-AW: Zookeeper on short lived VMs and ZOOKEEPER-107
christian.ziech@... 2012-03-15, 17:45
Oh sorry there is a slight misunderstanding. With VM I did not mean the java vm but the Linux vm that contains the zookeeper node. We get notified if that goes away and is repurposed.
Gesendet von meinem Nokia Lumia 800
Von: ext Alexander Shraer
Gesendet: 15.03.2012 16:33
An: [EMAIL PROTECTED]; Ziech Christian (Nokia-LC/Berlin)
Betreff: Re: Zookeeper on short lived VMs and ZOOKEEPER-107
yes, by replacing x at a time from 2x+1 you have quorum intersection.
i have one more question - zookeeper itself doesn't assume perfect
failure detection, which your scheme requires. what if the VM didn't
actually fail but just slow and then tries to reconnect ?
On Thu, Mar 15, 2012 at 2:50 AM, Christian Ziech
<[EMAIL PROTECTED]> wrote:
> I don't think that we could be running into a split brain problem in our use
> Let me try to describe the scenario we are worried about (assuming an
> ensemble of 5 nodes A,B,C,D,E):
> - The ensemble is up and running and in sync
> - Node A with the host name "zookeeperA.whatever-domain.priv" goes down
> because the VM has gone away
> - That removal of the VM is detected and a new VM is spawned with the same
> host name "zookeeperA.whatever-domain.priv" - let's call that node A'
> - Node A' zookeeper wants to join the cluster - right now this gets rejected
> by the others since A' has a different IP address than A (and the old one is
> "cached" in the InetSocketAddress of the QuorumPeer instance)
> We could ensure that at any given time there is only at most one node with
> host name "zookeeperA.whatever-domain.priv" known by the ensemble and that
> once one node is replaced, it would not come back. Also we could make sure
> that our ensemble is big enough to compensate for a replacement of more than
> x nodes at a time (setting it to x*2 + 1 nodes).

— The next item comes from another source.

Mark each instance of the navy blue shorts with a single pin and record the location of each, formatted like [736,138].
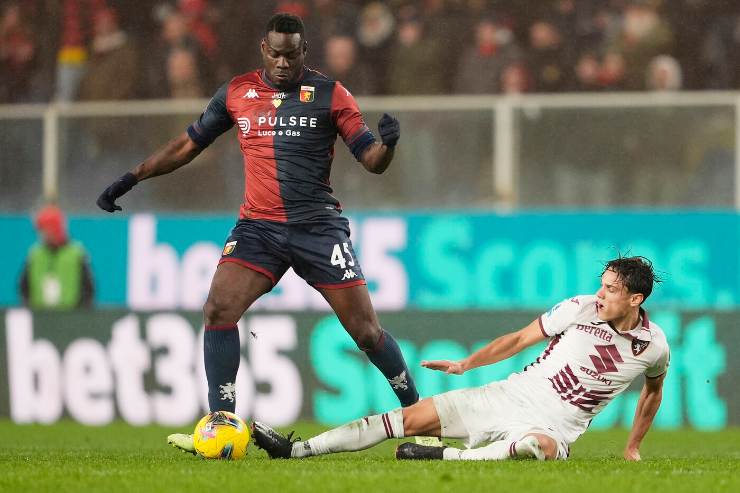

> So if I did not misestimate our problem it should be (due to the
> restrictions) simpler than the problem to be solved by zookeeper-107. My
> intention is basically by solving this smaller discrete problem to not need
> to wait for that zookeeper-107 makes it into a release (the assumption is
> that a smaller fix has a possibly a chance to make it into the 3.4.x branch
> Am 15.03.2012 07:46, schrieb ext Alexander Shraer:
>> Hi Christian,
>> ZK-107 would indeed allow you to add/remove servers and change their
>> > We could ensure that we always have a more or less fixed quorum of
>> > zookeeper servers with a fixed set of host names.
>> You should probably also ensure that a majority of the old ensemble
>> intersects with a majority of the new one.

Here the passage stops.